Larry Osterman's WebLog

Confessions of an Old Fogey
Blog - Title

How did we make the DOS redirector take up only 256 bytes of memory?

How did we make the DOS redirector take up only 256 bytes of memory?

  • Comments 18
In one of my early posts, I mentioned a status review we had with BillG for the DOS Lan Manager redirector (network filesystem).

I also talked to Robert Scoble about this in the last of my Channel9 videos.  One thing that somehow got missed in both the original article (later updated) and the video was our reaction to Bill's feedback.

The simple answer is that we fixed the problem.  My team didn't do much with the transports and network drivers (because they were out of our scope), but we were able to do something about the footprint of the redir.exe program (it was a T&SR application).

When we were done with it, I managed to shrink the below 640K running size of redirector to 128 bytes in size, beyond which I couldn't figure out how to go.

The question that obviously comes up is: How did you manage to do that?  Raymond, please forgive me for what I'm about to disclose, for within this tale lie dragons.  This discussion is for historical purposes ONLY.  I don't recommend it as a practice.

The MS-DOS redirector was actually originally written as a part of the MSDOS.SYS (IBMDOS.COM) binary.  For obvious reasons (not every user in the world had a network card, especially in 1984), the redirector was split out from the DOS binary after the product shipped.  In fact, when I took over the redirector project, the binary used to link with hundreds of unresolved external symbol errors (because the redirector linked with some, but not all of the MS-DOS binaries).  One of the first things that I did while working on the project was to clean this up so that the redirector would cleanly link without relying on the MS-DOS objects.  But being a part of MS-DOS, it was written in "tiny" mode - the code and data were commingled internally.

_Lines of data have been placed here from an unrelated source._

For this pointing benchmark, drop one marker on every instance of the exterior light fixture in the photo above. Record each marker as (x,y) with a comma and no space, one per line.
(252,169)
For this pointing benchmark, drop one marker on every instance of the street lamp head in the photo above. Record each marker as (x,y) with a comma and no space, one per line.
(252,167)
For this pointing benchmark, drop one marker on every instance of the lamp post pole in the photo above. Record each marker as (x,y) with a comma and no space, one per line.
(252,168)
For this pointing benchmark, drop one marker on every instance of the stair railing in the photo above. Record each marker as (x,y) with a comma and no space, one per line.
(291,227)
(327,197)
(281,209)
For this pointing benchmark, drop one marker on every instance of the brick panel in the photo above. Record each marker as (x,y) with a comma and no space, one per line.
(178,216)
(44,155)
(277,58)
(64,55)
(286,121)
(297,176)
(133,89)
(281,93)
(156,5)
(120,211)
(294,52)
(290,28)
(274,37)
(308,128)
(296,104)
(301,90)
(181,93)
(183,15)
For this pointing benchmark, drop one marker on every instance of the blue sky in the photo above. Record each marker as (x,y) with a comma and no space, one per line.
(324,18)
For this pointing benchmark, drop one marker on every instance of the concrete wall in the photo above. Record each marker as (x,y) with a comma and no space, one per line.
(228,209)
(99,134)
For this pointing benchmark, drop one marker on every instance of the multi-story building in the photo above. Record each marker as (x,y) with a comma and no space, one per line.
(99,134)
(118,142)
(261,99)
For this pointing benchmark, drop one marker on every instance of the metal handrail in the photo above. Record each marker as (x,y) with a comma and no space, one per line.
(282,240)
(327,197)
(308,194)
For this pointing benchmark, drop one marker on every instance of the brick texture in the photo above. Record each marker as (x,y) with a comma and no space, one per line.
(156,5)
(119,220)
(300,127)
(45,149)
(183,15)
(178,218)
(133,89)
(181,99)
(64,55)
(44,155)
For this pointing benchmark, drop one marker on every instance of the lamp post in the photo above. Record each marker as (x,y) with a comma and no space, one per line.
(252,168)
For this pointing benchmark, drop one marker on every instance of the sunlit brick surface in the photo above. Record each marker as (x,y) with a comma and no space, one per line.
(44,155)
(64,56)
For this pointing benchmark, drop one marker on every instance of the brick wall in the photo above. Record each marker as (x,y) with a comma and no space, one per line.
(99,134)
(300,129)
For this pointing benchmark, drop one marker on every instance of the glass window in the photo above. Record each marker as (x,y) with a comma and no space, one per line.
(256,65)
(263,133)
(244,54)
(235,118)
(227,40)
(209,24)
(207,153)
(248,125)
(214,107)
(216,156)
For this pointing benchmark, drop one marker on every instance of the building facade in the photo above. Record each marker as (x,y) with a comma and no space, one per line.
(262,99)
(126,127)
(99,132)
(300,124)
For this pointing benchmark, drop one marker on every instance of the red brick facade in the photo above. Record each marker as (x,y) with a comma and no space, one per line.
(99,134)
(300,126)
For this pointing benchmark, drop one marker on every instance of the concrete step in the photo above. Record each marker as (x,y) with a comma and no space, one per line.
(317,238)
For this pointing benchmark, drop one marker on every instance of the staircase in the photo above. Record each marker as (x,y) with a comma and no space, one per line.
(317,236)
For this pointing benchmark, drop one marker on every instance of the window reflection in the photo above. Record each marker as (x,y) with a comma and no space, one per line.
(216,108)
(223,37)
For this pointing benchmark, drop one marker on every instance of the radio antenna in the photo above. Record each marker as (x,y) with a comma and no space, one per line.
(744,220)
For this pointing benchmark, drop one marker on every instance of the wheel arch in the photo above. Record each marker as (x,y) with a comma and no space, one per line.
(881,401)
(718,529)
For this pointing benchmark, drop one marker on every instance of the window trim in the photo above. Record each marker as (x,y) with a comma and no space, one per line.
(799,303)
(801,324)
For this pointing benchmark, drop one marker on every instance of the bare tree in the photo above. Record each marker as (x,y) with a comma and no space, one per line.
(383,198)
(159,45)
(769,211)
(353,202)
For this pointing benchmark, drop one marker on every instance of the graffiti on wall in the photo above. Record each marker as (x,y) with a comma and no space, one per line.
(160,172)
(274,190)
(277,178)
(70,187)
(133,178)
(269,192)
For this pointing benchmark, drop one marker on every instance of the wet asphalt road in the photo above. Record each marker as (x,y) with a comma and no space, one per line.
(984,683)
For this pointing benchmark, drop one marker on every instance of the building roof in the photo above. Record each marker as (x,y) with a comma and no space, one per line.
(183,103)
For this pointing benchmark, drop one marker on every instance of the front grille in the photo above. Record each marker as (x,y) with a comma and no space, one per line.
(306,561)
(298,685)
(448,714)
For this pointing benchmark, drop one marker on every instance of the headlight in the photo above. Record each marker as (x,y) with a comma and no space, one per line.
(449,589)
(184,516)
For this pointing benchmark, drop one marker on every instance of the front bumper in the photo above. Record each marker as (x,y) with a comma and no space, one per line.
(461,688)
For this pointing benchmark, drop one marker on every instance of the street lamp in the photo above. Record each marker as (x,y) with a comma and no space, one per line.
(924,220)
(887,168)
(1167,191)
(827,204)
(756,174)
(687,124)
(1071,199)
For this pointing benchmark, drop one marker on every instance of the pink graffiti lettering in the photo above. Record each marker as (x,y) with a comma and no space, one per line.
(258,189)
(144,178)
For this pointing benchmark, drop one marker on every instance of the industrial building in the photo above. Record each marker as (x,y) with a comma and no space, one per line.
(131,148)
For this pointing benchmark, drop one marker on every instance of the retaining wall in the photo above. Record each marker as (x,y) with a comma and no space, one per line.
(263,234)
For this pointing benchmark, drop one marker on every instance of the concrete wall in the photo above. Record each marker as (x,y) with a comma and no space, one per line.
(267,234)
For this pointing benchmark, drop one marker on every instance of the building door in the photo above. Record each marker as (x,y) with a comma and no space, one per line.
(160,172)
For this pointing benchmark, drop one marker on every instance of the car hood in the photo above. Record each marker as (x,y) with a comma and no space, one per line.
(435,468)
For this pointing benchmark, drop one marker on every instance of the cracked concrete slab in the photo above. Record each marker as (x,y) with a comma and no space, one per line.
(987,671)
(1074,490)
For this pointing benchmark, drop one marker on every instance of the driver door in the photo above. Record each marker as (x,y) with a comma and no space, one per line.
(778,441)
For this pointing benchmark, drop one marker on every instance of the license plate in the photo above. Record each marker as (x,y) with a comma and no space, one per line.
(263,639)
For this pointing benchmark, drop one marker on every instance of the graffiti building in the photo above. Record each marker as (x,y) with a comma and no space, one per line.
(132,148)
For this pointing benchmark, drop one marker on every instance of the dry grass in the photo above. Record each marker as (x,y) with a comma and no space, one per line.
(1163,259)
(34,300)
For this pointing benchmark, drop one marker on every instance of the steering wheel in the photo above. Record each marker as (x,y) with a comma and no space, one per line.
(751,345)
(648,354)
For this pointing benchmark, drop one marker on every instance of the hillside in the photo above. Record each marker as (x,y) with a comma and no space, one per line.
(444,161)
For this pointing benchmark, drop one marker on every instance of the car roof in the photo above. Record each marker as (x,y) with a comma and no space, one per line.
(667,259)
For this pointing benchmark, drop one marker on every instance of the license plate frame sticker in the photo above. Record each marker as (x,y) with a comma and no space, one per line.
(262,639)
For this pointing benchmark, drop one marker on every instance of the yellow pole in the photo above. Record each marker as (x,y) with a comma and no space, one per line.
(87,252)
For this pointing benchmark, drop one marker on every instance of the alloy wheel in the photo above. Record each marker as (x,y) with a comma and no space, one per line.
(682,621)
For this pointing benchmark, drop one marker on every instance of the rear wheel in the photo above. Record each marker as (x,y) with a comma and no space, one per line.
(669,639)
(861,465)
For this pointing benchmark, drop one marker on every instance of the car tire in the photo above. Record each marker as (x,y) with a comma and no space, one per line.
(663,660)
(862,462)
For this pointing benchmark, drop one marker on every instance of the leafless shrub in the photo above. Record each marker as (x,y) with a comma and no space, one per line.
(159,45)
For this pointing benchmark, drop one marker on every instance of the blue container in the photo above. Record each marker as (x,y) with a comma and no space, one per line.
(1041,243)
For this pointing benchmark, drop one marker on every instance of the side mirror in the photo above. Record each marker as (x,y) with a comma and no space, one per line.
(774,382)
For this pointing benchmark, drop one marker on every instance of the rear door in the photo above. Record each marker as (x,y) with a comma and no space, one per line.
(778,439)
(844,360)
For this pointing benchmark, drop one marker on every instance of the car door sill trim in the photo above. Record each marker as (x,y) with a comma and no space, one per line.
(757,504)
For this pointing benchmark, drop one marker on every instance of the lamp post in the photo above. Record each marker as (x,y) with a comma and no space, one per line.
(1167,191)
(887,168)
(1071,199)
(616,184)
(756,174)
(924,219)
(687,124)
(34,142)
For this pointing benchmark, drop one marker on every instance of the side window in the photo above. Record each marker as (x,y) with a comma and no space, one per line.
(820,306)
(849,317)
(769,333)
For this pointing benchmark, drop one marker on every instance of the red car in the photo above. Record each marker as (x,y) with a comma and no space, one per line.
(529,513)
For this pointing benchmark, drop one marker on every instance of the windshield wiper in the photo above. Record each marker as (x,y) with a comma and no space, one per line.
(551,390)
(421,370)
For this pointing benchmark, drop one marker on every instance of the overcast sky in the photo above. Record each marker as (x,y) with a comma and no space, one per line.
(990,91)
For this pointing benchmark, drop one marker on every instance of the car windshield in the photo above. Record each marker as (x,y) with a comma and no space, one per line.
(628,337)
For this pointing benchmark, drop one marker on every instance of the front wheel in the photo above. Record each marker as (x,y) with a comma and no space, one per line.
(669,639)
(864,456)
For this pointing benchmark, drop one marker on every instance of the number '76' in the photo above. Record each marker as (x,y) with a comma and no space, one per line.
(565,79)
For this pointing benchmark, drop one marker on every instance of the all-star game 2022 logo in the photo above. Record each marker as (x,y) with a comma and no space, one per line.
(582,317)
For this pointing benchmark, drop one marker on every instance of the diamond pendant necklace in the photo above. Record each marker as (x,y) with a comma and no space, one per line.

The first thing I did when trying to shrink the footprint of the redirector was to separate the code and data segments.  Today, this seems utterly obvious, but in 1986, it was a relatively radical idea, especially for real-mode software.  Once I had split the data and code, I was able to make the data segment relocatable.  This change was critical, because it enabled us to do a boatload of things to reduce our footprint.  One thing to keep in mind about the redirector was that even though the data (and eventually code) was relocatable, the motion wasn't dynamic.

The first thing I did was to lay the redirector's code and data as follows:

Code

Initialization Code

Data

Initialization Data/Dynamic data (allocated after startup)

By laying out the code and data this way, I could slide the data over the initialization code after the initialization was done.  It wasn't that much of a real savings, however, since the original redirector simply started the dynamic data at the start of the initialization code (and left it uninitialized).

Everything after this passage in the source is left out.